Learn how to reformat ePUB Public Domain books by splitting HTML files to put in TOC divisions

View this thread on: d.buzz | hive.blog | peakd.com | ecency.com
·@rosatravels·
0.000 HBD
Learn how to reformat ePUB Public Domain books by splitting HTML files to put in TOC divisions
##  Contribution to the Open Source Project: Calibre 


![calibrehome2.jpg](https://cdn.utopian.io/posts/96427b29ffe7608a3019fbffa9f0d270abe8calibrehome2.jpg)

### Github Repository:

https://github.com/kovidgoyal/calibre


### Learn how to  use the Calibre software to **split HTML** files of public domain books to reformat & polish the ePUB book with correct divisions for TOC


#### What Will I Learn?

#### 5 Major Concepts: 

- Learn to find public domain books using the  Gutenberg (http://www.gutenberg.org/) site. There are over 57,000 free public domain ebooks for you to download so that you can read these books with your Calibre software or any eReader you might have.

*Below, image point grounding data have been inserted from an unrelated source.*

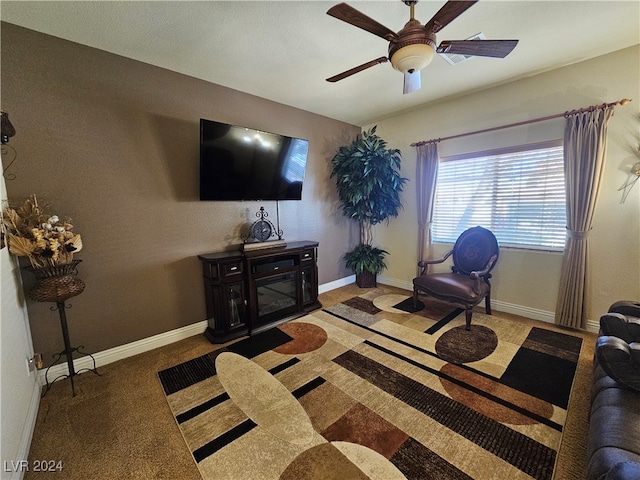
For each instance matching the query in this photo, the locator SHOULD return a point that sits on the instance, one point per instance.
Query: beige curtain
(426, 177)
(585, 144)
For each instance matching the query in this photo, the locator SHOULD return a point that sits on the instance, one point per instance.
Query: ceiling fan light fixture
(412, 58)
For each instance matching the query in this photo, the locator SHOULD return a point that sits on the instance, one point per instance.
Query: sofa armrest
(620, 360)
(622, 326)
(626, 307)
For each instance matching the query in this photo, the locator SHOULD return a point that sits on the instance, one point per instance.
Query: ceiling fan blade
(412, 82)
(357, 69)
(449, 12)
(348, 14)
(480, 48)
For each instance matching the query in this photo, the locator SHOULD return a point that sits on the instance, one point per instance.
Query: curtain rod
(624, 101)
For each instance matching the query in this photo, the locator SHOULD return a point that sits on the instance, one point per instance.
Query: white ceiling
(284, 50)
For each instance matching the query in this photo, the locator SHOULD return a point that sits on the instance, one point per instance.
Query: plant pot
(366, 280)
(56, 284)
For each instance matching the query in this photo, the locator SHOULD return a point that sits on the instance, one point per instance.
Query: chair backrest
(473, 250)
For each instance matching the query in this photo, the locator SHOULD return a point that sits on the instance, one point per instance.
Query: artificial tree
(369, 185)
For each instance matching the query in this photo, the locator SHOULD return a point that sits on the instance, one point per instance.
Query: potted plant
(369, 184)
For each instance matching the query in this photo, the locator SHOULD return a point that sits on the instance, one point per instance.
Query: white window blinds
(518, 193)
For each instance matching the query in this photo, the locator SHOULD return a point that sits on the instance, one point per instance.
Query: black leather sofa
(613, 446)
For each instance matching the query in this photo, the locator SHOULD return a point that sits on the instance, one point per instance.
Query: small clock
(261, 230)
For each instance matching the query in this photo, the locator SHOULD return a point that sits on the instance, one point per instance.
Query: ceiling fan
(412, 48)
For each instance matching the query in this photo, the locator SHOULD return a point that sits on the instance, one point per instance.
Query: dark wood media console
(249, 291)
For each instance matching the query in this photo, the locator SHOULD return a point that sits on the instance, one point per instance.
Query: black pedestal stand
(68, 352)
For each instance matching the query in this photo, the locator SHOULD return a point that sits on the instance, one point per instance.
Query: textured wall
(114, 143)
(531, 279)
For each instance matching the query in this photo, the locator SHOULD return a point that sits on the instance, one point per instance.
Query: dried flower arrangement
(40, 236)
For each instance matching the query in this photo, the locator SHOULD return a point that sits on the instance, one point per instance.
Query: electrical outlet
(33, 363)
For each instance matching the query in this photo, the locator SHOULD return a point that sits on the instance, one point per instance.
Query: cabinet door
(309, 287)
(234, 305)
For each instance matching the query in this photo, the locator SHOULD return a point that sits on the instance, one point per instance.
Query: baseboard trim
(27, 431)
(125, 351)
(134, 348)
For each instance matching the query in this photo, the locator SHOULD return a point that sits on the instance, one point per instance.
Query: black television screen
(238, 163)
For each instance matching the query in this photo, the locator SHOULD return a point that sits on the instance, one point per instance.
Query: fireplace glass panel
(277, 296)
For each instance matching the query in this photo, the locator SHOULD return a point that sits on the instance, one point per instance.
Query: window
(518, 193)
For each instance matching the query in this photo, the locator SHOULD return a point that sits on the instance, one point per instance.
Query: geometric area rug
(370, 389)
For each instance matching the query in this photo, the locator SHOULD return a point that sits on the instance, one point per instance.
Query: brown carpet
(371, 386)
(120, 426)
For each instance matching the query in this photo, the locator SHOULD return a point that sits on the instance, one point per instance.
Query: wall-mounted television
(239, 163)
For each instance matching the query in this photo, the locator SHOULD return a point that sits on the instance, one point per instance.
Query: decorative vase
(56, 283)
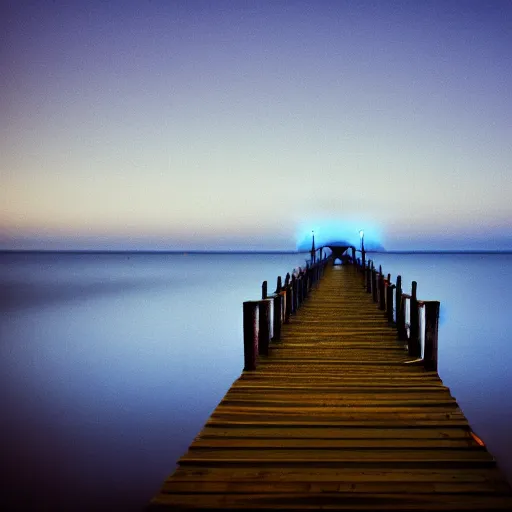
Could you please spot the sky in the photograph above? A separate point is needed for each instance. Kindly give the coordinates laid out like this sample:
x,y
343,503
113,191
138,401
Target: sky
x,y
245,125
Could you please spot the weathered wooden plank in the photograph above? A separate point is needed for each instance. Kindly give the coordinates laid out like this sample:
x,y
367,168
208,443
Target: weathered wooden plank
x,y
336,501
305,486
352,444
336,418
339,475
326,433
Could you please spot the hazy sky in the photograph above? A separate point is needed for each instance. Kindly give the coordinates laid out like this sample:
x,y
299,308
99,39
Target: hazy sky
x,y
246,124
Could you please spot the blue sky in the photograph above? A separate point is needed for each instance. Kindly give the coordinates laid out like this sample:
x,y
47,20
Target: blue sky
x,y
158,124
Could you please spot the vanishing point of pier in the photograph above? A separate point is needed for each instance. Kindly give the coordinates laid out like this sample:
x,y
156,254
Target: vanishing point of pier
x,y
342,410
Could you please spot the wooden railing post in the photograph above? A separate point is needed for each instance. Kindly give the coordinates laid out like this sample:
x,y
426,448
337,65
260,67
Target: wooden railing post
x,y
250,309
400,312
414,315
277,317
263,326
288,305
300,291
294,294
431,333
369,277
389,301
284,319
374,284
382,290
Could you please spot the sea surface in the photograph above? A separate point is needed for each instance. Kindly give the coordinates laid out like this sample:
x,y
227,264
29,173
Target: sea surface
x,y
110,364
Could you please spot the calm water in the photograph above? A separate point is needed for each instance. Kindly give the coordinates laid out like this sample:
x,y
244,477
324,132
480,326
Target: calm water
x,y
111,364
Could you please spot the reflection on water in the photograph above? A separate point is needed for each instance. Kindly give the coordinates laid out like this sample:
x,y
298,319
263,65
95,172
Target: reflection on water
x,y
111,364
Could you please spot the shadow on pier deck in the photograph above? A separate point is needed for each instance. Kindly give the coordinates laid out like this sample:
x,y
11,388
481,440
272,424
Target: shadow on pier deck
x,y
335,418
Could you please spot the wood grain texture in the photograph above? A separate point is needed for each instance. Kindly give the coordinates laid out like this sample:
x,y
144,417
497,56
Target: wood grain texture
x,y
336,417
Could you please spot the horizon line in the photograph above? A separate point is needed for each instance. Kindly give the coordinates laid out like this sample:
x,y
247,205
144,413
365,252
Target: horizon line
x,y
241,251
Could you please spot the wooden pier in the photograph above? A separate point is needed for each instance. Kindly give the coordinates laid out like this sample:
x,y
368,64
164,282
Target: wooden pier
x,y
339,411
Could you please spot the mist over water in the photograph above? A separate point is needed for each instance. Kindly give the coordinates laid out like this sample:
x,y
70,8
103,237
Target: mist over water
x,y
110,364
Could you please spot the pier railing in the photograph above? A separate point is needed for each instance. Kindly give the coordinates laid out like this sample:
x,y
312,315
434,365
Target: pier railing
x,y
417,321
263,318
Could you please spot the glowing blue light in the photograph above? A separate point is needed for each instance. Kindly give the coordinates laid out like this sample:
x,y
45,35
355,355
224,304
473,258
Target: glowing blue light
x,y
332,230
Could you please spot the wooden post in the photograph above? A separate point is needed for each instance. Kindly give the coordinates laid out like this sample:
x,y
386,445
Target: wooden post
x,y
414,315
277,317
294,294
431,332
389,302
263,326
250,335
374,284
400,319
382,291
288,306
284,318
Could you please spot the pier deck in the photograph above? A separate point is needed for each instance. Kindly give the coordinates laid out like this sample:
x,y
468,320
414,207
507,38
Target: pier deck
x,y
337,418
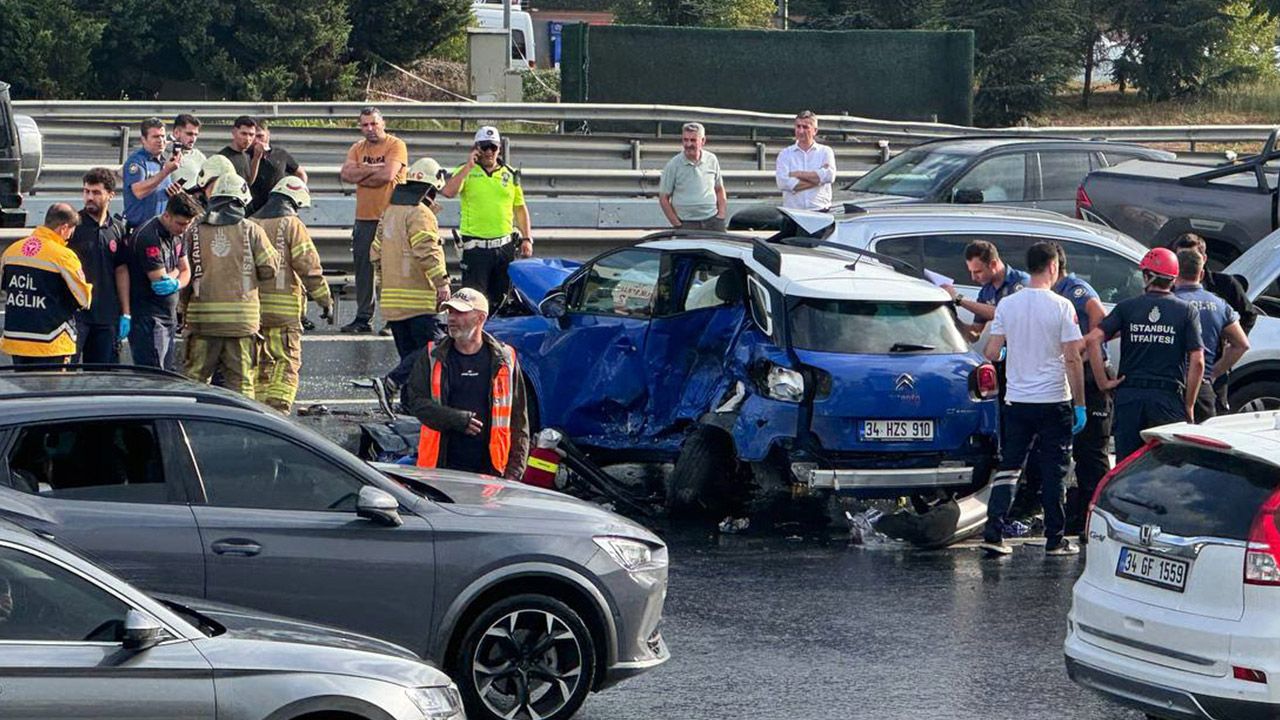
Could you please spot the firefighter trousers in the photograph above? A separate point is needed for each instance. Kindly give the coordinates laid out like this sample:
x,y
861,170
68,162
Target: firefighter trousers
x,y
279,359
229,358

- Some public domain books are thick and difficult to navigate inside the ePUB book because they are not properly formatted with TOC.   The HTMLs do not match according to new divisions of chapters so you are going to find the right HTML  location  to split up the chapter divisions.

- You are going to learn how to split the HTMLs into 2 sections to get the right location to create proper sections for your chapters.

- You are going to learn how Calibre generates the HTML code for the new split HTML to keep your book consistent in the formatting.  This is the magic of Calibre.  If you know HTML codes, like me, I can key them in, but even if you don't, you need to know what is happening in the editing screen as you make these changes.

-  You are going to learn how these divisions enable you to have the TOC generated with the .toc.ncx that I taught youin the last tutorial.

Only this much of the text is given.